# Pls help me understand the relationship between input level, dBFS and SPL levels



## AustinJerry (Apr 2, 2010)

For some reason, I am having difficulty understanding the relationship between the Control Input Volume and the dB FS Output level shown on the REW SPL Meter. This misunderstanding arose after I entered the Sensitivity parameter for my UMM-6 USB mic into the calibration file, and then tried to verify that the REW SPL reading was indeed matching up to the SPL level measured by my external RS SPL meter (Slow, C-weighting).

Here is a test I conducted:

First, set the Preferences screen so that I can control input volume (shown as 1.0 in the attached screen shot).

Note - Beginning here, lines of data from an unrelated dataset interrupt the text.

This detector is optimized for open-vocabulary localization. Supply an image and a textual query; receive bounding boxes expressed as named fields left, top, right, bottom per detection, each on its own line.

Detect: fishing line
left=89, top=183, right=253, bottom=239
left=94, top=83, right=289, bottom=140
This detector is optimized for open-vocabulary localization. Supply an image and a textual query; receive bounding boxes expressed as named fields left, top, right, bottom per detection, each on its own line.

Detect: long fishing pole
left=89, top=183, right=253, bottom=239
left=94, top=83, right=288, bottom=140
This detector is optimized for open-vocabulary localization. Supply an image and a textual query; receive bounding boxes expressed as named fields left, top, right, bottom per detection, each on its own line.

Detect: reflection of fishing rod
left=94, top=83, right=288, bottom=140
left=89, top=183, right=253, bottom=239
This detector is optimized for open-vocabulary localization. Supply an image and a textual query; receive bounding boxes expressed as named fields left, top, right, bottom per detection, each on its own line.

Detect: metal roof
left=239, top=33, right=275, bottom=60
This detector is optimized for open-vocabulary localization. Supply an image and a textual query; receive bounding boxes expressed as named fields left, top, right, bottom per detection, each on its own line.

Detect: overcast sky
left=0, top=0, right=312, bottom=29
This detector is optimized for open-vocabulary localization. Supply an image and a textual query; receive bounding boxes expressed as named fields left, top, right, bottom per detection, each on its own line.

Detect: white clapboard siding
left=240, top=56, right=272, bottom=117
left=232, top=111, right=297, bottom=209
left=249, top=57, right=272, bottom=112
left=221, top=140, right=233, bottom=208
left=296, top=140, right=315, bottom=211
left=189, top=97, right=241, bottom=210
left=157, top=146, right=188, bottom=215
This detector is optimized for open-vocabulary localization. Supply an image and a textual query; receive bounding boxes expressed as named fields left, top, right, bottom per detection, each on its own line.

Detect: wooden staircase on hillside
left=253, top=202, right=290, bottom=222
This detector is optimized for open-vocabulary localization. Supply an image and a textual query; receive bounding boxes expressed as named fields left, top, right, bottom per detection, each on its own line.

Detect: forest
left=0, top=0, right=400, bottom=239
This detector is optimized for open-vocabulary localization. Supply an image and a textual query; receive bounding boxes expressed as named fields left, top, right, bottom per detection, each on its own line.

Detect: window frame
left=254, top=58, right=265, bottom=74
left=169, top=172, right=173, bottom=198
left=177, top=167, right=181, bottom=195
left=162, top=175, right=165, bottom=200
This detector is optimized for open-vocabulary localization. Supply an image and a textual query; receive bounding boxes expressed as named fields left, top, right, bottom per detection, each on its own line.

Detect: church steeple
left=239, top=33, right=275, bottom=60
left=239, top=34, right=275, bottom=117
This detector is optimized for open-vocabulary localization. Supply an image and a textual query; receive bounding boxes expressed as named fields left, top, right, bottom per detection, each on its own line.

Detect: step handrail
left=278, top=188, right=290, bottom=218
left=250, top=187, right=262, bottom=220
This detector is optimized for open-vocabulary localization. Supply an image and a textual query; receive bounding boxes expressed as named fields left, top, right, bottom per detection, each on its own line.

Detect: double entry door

Next, I generate a 1Khz sine wave test tone at -20dBFS, and adjust the computer output so that I am getting a reading of 70dB on the external RS SPL (with the SPL placed adjacent to the tip of the UMM-6).









Now, having heard in a separate thread that the control input volume should be set to 33%, I adjusted the input to read .33 and observed the reading on the RS SPL. Sure enough, it was registering 70dB! This seems to confirm my initial objective, i.e. make sure the sensitivity parameter in the calibration file was indeed resulting in a calibrated UMM-6. Note that the dBFS is registering -57.1.









Next, in order to test my understanding, I adjusted the input up to 1.0, which resulted in a dBFS reading of -45.2, and an SPL of 72.3dB.









Finally, I adjusted the input down to its lowest value of .001, which resulted in a dBFS reading of -74.9, and an SPL reading of 82.6dB.









Can someone explain the relationship between input level, dBFS, and the SPL reading? Or point me to a good explanation?


----------



## JohnM (Apr 11, 2006)

REW attempts to compensate for changes in the input volume setting and adjust the SPL figure accordingly, if it gets that right the SPL figure should stay the same over input volume settings from full scale down to pretty low levels - at the bottom end the mic's noise contribution can give some deviation. The REW adjustments are based on some data a user measured from his UMM-6, recording the change in the input dB FS figure at different input volume settings. That was done on an XP system, however, and the behaviour can be different for Win 7 and different again for Win 8. I don't have any measurements for Win 7 or Win 8 though, so REW uses the XP data and hopes for the best. 

If you'd like to measure how the dB FS figure changes as input volume changes for Win7 and/or Win8 and send me the result I can use that to update the volume handling for the UMM-6. Note that the changes may go in steps, as the mic's internal gain adjustment tends to be stepped so a series of input volume settings (e.g. .99, .98, .97 etc) can all result in the same dB FS figure, then at some point the figure will change by a dB or more. Probably best to start with a level that gives a higher dB FS reading than -45 at full volume though, otherwise the readings at low settings will be dominated by noise - place the mic close to the speaker driver to get higher levels.


----------



## AustinJerry (Apr 2, 2010)

OK, John, Here are the UMM-6 readings. I used an input signal at -20dB FS and varied the microphone input volume using the volume control on the REW Soundcard Preferences screen. I am running Windows 7.

View attachment UMM-6 readings.txt


----------



## JohnM (Apr 11, 2006)

Excellent, thanks Jerry.


----------